The Great Westwood Train Robbery
Mischief in Westwood Rows
F17005, first published 14th March 2017
Following our earlier piece on Loganlea Colliery, we’ve come across a wonderful account of track-side skulduggery from 1873, in which two railway brakesman were each jailed for 60 days after throwing coal from their train to the womenfolk of Westwood Rows.
Coal shipped eastward from Loganlea Colliery would pass along the West Calder loop line; a freight-only railway that threaded slowly between oilworks, shale mines and rows of workers houses.

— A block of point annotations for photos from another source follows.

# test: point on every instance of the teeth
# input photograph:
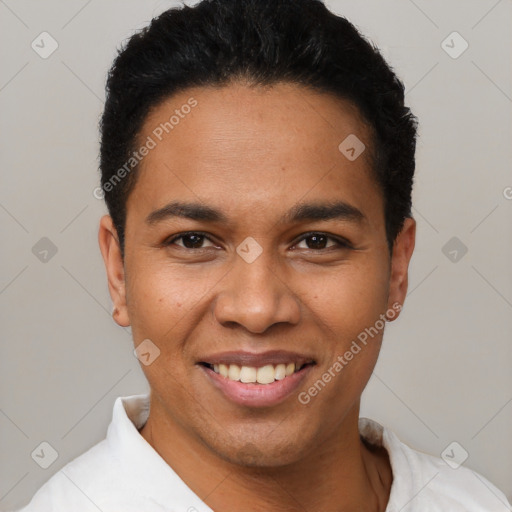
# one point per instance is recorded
(248, 374)
(263, 375)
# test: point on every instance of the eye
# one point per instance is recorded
(319, 241)
(191, 240)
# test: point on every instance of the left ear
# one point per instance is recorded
(402, 252)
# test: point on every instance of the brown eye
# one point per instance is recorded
(190, 241)
(320, 241)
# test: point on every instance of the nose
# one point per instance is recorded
(256, 296)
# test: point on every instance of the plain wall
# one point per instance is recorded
(444, 373)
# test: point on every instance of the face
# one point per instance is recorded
(271, 266)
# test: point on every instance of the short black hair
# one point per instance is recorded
(262, 42)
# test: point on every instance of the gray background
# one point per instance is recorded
(444, 373)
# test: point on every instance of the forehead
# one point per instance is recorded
(255, 147)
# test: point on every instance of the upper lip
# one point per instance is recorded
(256, 360)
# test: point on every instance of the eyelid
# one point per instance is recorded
(341, 241)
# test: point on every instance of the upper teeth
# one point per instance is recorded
(263, 375)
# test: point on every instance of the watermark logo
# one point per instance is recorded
(44, 455)
(44, 45)
(454, 455)
(351, 147)
(454, 45)
(249, 250)
(146, 352)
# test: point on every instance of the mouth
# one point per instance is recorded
(256, 380)
(266, 374)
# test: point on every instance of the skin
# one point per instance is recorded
(254, 153)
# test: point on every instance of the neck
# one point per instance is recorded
(339, 475)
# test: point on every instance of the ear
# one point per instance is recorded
(111, 252)
(402, 252)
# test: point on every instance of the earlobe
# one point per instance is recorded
(114, 265)
(402, 253)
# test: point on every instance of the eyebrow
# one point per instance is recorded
(299, 213)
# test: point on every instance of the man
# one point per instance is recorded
(257, 161)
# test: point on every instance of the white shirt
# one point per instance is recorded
(123, 473)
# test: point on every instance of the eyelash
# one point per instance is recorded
(342, 244)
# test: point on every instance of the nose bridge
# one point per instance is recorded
(253, 294)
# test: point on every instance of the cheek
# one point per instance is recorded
(164, 299)
(352, 298)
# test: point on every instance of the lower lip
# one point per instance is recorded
(257, 395)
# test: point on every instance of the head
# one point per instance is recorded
(276, 136)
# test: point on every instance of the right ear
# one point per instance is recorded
(114, 265)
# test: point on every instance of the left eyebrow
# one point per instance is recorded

Westwood rows backed directly onto this line.
The three rows, comprising 25 homes in total, were built in around 1868 to house the workforce of Captain Stewart’s Westwood oil works. After closure of the works in about 1870, the property was sold to Young’s Paraffin Light & Mineral Oil Co., and later housed miners employed by the United Collieries Co.

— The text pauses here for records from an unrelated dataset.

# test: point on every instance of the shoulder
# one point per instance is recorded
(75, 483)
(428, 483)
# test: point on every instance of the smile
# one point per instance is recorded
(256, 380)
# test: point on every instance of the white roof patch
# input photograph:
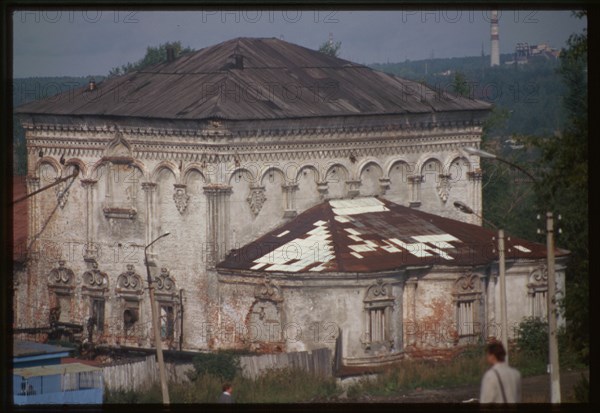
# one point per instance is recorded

By the 1920’s the rows were in a very poor condition, and in those tough times, the residents of the rows seem to enjoyed more than their share of court appearances. In 1924 the Council’s housing inspector, described the rows as “entirely uninhabitable” and were demolished soon afterwards.
Raised ground and overgrown piles of rubble, still mark the location of the rows beside the B7015, although (in common to many of West Lothian’s ghost villages), no photographs are known to exist.